Aus einer anderen persönlichen Perspektive stellte Sebastian Gleim dar, wie er seine Mitmenschen ermutigt. Als Basketball-Coach der „Frankfurt Skyliners“ verbringt er seinen Alltag damit, die Spieler zu motivieren und anzufeuern. Unter anderem hat er einen direkten Bezug zur Wöhlerschule, da früher das Basketballteam der Eintracht bis zur zweiten Liga hier in der Sporthalle spielte. Er betont, dass Sport eine wunderbare Möglichkeit sein könne, mehr Gemeinschaft und Inklusion zu schaffen. So bieten die Skyliners zahlreiche Jugendprojekte an, die Sport für alle zugänglich machen sollen. Wie bewegend Sport sein kann, zeigt für ihn das besonders in Erinnerung gebliebene Basketballspiel mit Kindern, die von Krebs betroffen sind.

Die Erfahrung, dass Sport einen besonderen Stellenwert haben kann, teilt auch Frau Dr. Dahm. Denn für Sie bot das Ballett, für das sie ein Tanz-Stipendium gewann, einen Ausweg aus dem Elternhaus. Doch ebenenfalls die negativen Folgen des Sports, eine starke Verletzung nach ständigem Übertraining, halfen ihr, zum Umdenken und innerer Reflexion zu gelangen.

Wie Sport das Leben komplett verändern kann, weiß vor allem Viko Merklein, der im Mai an unserer Schule im Rahmen der Podiumsdiskussion „Gewinnen wollen, verlieren können“ zu Gast war und an dem Abend als Zuschauer anwesend war. Für den Paralympics-Sieger im Handbiken sei Sport der Schlüssel zur Verarbeitung und der Ansporn sich feste Ziele zu setzten.

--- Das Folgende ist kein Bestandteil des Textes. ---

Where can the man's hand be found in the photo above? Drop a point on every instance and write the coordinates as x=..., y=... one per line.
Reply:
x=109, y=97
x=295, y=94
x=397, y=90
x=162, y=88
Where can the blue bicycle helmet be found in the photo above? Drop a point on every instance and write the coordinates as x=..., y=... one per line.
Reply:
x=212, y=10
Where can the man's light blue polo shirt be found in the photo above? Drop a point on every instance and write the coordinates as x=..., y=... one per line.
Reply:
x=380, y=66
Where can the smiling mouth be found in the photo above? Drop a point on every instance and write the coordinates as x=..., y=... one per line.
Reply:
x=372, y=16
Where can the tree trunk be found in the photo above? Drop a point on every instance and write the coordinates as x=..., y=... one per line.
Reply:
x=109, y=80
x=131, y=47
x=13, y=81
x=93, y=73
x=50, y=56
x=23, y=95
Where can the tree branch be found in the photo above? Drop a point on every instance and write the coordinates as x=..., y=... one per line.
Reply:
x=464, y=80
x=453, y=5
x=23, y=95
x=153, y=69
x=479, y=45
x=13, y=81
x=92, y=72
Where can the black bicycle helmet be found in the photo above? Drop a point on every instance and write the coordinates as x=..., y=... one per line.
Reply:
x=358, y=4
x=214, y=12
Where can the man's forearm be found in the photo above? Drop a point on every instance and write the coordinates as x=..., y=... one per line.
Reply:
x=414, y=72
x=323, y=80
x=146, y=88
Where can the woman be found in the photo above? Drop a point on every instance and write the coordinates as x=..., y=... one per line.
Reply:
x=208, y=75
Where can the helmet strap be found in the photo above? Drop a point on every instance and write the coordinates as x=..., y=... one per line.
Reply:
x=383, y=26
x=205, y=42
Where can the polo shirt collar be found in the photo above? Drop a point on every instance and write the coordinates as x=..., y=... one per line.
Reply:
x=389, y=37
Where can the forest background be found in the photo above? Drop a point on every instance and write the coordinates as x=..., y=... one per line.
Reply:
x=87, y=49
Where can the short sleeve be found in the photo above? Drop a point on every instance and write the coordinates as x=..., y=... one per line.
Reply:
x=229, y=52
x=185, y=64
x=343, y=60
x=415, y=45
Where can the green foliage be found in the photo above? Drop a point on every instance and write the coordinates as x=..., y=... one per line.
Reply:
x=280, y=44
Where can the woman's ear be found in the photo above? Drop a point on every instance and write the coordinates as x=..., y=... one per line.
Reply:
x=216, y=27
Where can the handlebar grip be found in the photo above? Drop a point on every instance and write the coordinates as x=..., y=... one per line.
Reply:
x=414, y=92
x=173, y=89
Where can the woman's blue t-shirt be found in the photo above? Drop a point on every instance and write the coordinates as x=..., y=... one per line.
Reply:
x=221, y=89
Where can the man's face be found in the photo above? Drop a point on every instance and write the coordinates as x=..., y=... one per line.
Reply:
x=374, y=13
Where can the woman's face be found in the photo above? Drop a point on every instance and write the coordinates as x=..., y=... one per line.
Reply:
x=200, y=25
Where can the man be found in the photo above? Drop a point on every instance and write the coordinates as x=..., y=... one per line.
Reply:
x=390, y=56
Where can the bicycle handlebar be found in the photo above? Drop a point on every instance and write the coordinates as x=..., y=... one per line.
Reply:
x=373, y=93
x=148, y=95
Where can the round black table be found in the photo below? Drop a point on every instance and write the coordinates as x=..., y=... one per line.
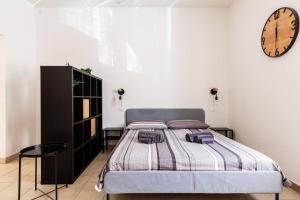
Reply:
x=38, y=151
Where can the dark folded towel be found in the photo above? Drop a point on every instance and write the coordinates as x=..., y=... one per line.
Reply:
x=200, y=137
x=150, y=137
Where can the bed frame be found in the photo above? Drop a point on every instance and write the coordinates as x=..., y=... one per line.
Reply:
x=221, y=182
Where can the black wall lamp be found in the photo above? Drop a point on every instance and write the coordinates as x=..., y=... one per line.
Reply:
x=214, y=92
x=121, y=92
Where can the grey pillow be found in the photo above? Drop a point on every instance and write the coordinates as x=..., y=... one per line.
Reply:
x=147, y=125
x=190, y=124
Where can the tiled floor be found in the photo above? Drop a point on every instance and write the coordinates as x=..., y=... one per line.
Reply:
x=83, y=188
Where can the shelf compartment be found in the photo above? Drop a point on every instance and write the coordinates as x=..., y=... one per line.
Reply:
x=100, y=143
x=77, y=83
x=86, y=108
x=78, y=112
x=93, y=106
x=87, y=154
x=87, y=130
x=87, y=85
x=93, y=87
x=78, y=162
x=99, y=125
x=99, y=88
x=93, y=127
x=99, y=106
x=78, y=135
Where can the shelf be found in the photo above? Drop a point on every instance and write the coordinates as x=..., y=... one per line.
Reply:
x=83, y=120
x=87, y=130
x=99, y=87
x=86, y=108
x=93, y=87
x=87, y=85
x=66, y=101
x=78, y=135
x=78, y=111
x=99, y=106
x=78, y=162
x=77, y=83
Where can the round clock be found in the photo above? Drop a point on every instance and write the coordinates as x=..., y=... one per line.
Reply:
x=280, y=32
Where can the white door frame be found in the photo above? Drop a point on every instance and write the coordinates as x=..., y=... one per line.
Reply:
x=2, y=102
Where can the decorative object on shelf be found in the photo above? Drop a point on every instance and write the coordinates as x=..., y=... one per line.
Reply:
x=214, y=92
x=76, y=82
x=87, y=70
x=280, y=32
x=121, y=92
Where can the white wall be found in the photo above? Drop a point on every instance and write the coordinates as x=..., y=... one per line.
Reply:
x=17, y=24
x=161, y=57
x=264, y=92
x=2, y=100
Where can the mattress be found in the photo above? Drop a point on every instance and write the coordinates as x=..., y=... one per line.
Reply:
x=176, y=154
x=122, y=182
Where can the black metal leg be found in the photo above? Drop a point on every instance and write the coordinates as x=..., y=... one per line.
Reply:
x=35, y=175
x=106, y=141
x=55, y=161
x=19, y=181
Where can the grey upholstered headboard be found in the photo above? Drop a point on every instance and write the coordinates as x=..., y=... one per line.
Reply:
x=164, y=114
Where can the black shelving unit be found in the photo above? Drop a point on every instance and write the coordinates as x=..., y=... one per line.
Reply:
x=71, y=113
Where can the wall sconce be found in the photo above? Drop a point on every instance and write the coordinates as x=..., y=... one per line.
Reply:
x=214, y=92
x=121, y=92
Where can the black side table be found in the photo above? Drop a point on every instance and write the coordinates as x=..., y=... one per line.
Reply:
x=227, y=131
x=38, y=151
x=110, y=137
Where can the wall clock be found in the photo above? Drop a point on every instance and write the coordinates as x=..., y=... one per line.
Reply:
x=280, y=32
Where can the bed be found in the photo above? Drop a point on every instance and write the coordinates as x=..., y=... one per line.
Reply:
x=144, y=180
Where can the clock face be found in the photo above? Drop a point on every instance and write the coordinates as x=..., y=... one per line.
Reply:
x=280, y=32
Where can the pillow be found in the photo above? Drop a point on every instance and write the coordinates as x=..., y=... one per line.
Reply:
x=190, y=124
x=147, y=125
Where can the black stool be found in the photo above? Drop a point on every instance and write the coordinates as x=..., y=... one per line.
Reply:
x=38, y=151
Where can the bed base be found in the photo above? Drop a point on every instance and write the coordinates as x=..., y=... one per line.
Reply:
x=276, y=196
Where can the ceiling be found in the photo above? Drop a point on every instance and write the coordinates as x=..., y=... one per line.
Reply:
x=130, y=3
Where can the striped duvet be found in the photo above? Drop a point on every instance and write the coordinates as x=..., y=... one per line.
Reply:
x=178, y=154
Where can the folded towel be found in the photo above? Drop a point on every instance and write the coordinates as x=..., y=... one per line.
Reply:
x=150, y=137
x=200, y=137
x=204, y=140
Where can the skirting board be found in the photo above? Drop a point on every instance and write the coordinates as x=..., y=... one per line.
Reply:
x=8, y=159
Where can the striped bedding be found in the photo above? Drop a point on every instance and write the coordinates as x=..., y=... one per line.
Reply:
x=178, y=154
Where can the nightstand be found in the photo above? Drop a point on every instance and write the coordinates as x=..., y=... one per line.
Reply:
x=112, y=137
x=228, y=132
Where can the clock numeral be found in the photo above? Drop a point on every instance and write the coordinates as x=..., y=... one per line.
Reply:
x=277, y=52
x=263, y=39
x=293, y=24
x=276, y=14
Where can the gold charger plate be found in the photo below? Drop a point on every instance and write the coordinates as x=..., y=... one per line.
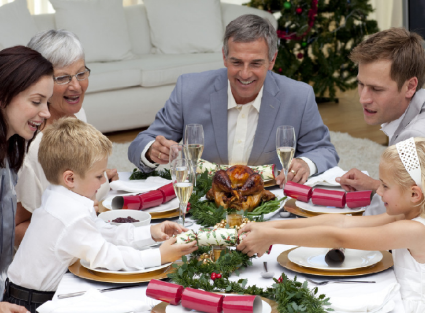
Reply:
x=384, y=264
x=154, y=215
x=161, y=307
x=292, y=208
x=78, y=270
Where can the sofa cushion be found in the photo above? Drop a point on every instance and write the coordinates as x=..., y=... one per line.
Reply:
x=185, y=26
x=149, y=70
x=138, y=28
x=99, y=24
x=16, y=24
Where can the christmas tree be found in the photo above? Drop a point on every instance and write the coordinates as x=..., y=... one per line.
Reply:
x=315, y=40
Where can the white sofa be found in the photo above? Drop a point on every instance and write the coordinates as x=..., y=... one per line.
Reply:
x=127, y=94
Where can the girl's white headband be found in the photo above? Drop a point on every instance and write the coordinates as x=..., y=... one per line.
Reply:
x=409, y=157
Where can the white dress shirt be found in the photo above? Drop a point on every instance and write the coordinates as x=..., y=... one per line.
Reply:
x=242, y=121
x=64, y=229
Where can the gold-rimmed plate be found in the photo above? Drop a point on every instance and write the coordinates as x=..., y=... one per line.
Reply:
x=291, y=207
x=384, y=264
x=78, y=270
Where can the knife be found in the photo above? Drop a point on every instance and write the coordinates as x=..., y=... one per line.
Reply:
x=80, y=293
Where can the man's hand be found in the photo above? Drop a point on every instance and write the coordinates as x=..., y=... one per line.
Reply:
x=298, y=172
x=258, y=239
x=171, y=251
x=6, y=307
x=165, y=230
x=159, y=151
x=355, y=180
x=112, y=174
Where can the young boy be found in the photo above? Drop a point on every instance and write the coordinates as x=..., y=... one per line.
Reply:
x=65, y=228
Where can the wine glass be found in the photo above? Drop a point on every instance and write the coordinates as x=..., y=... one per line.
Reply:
x=183, y=176
x=194, y=143
x=285, y=146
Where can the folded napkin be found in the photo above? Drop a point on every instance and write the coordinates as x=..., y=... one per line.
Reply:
x=145, y=185
x=376, y=302
x=94, y=302
x=328, y=178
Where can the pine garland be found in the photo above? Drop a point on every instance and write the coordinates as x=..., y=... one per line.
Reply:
x=291, y=296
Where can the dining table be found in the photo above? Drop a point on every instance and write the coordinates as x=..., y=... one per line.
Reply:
x=71, y=283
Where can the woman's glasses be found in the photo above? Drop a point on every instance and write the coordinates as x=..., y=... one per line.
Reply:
x=66, y=79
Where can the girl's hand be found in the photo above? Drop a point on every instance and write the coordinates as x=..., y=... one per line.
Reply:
x=6, y=307
x=258, y=240
x=165, y=230
x=171, y=252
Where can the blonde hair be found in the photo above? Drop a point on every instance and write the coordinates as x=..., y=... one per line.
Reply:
x=71, y=144
x=400, y=175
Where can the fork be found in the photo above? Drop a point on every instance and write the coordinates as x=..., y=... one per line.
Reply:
x=325, y=282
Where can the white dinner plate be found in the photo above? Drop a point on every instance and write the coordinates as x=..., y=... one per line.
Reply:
x=310, y=207
x=315, y=258
x=180, y=309
x=169, y=206
x=104, y=270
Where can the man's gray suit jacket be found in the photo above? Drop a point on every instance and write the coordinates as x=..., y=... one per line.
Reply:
x=201, y=98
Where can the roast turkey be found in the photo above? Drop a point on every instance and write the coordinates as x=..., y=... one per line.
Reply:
x=239, y=187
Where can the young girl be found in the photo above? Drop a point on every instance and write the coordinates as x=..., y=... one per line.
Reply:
x=26, y=83
x=401, y=229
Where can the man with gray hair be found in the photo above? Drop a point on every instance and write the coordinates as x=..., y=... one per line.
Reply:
x=240, y=108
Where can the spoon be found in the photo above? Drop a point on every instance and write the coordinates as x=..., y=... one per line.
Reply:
x=266, y=274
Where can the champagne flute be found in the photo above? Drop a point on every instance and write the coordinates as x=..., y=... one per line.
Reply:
x=183, y=177
x=285, y=146
x=194, y=143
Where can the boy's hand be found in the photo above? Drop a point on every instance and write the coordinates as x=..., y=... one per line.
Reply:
x=6, y=307
x=171, y=252
x=165, y=230
x=258, y=239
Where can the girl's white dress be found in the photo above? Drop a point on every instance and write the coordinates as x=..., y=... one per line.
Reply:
x=411, y=276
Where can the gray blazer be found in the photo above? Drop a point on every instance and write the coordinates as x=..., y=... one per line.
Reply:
x=201, y=98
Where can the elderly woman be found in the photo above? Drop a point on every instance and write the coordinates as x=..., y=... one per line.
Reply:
x=26, y=83
x=63, y=49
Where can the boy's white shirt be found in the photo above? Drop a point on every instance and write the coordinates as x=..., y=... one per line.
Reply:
x=64, y=229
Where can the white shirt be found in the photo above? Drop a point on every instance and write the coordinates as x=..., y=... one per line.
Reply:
x=64, y=229
x=242, y=121
x=390, y=127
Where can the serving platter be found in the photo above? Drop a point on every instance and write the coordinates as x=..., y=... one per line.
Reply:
x=291, y=207
x=80, y=271
x=86, y=264
x=384, y=264
x=315, y=258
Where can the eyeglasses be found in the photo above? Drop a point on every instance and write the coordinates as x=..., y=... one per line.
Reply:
x=66, y=79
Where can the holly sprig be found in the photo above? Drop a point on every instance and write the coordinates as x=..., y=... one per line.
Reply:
x=291, y=295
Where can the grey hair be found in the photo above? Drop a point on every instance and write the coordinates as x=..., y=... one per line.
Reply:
x=248, y=28
x=60, y=47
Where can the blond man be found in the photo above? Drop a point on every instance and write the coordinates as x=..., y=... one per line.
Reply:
x=65, y=228
x=391, y=74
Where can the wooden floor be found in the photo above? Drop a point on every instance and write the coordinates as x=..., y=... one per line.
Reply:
x=345, y=116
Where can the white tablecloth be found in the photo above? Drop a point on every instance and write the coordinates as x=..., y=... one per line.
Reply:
x=71, y=283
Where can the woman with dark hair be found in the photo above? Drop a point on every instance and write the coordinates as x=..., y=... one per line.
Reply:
x=26, y=84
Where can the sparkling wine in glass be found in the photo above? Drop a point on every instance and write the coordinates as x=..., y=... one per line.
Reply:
x=183, y=176
x=194, y=143
x=285, y=146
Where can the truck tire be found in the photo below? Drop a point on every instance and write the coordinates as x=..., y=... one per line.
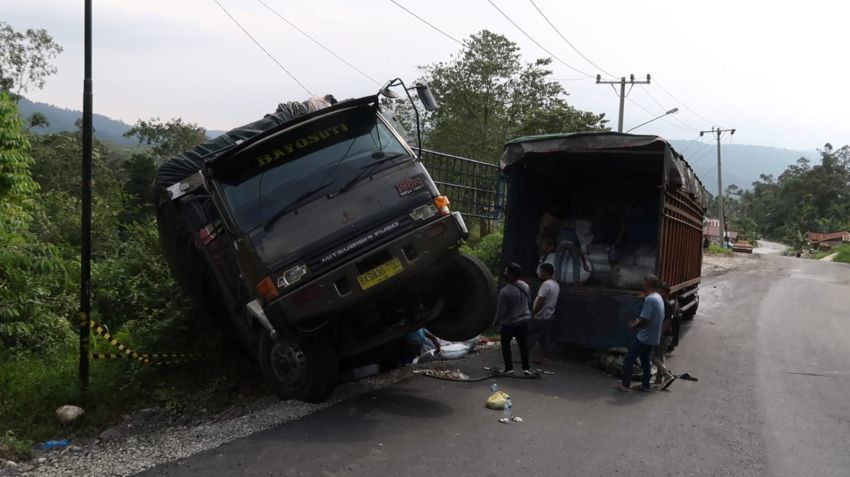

Im Anschluss stand die Frage im Mittelpunkt, was eine persönliche Quelle des Muts sein könne. Gloria Traidl betont, dass ihr Mut von Mitmenschen ihres engen Umfelds inspiriert wird. Besonders wichtig nach schweren Schicksalsschlägen sei es, nicht in der unendlichen Frage nach dem „Warum?“ zu versinken, sondern sich „stattdessen zu überlegen, wie man das Leben gestalten kann, um damit klarzukommen“. Frau Dr. Dahm teilt diese Ansicht: „Denn wer soll es schon machen, wenn nicht man selbst?“

Verantwortung für das Handeln zu übernehmen, geht über unser eigenes Leben hinaus. Nach dem erfolgreichen MUTMACHER-Abend können wir hoffentlich alle etwas mitnehmen, um selbst ein Mutmacher-Mensch zu werden. Dies kann schon bei kleinen Gesten der Fürsorge und Aufmerksamkeit für unsere Mitmenschen beginnen, wie ein freundliches Lächeln oder die aufrichtige Frage, wie es unserem Gegenüber geht. Doch besonders ein bisschen mehr Verständnis für Personen, die unserer Lebensrealität vielleicht fern scheinen, ist bedeutsam. Denn wie Frau Dr. Dahm es ausgedrückt hat: „Wir müssen Eintreten füreinander, auch wenn es unangenehm ist“.